Industry watchers point out that this imposes a burden on hotel chains, already groaning under high borrowing costs and shorter loan tenures.

“Unlike in other countries, interest rates here are on the higher side –– 12-15 per cent –– and the repayment schedules are shorter,” observes Vijay Thacker, Director, Crowe Horwath, International, a consultancy firm.

“This makes it difficult for big Indian chains like Leela to create an asset. For the Leela Group, servicing this debt burden has become a challenge.

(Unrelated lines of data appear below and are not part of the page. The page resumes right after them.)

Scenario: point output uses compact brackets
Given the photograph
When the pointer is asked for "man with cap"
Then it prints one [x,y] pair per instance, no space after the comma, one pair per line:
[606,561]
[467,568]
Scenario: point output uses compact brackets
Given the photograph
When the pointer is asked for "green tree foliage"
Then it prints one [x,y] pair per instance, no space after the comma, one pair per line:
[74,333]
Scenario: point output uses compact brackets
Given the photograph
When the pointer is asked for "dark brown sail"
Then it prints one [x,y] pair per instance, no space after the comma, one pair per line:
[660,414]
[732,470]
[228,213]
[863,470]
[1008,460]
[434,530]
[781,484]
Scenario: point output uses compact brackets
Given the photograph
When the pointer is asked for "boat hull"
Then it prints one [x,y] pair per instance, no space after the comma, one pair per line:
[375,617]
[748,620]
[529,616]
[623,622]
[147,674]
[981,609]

But global chains do not believe in owing their hotels unlike the big Indian chains,’’ he adds.

Preserving the brand

But despite this wrenching debt restructuring process, including the sale of some of its premium properties, the Leela brand has not taken a beating, largely because it has bounced back by signing management contracts at both the properties it sold –– in Goa and Kovalam.

“Independent of its debt situation, the Leela Group always had plans to take the management route,” says Achin Khanna, Management Director, HVS, a hospitality consultancy. “To that extent the brand has been unaffected.”

All this represents a dramatic scaling back of the Group’s ambitions, which was particularly manifest in Krishnan Nair’s over-the-top extravagance. But changed circumstances merit changed responses. Leelaventure may yet soar again, but for now it has to hunker down and ride out the debt storm.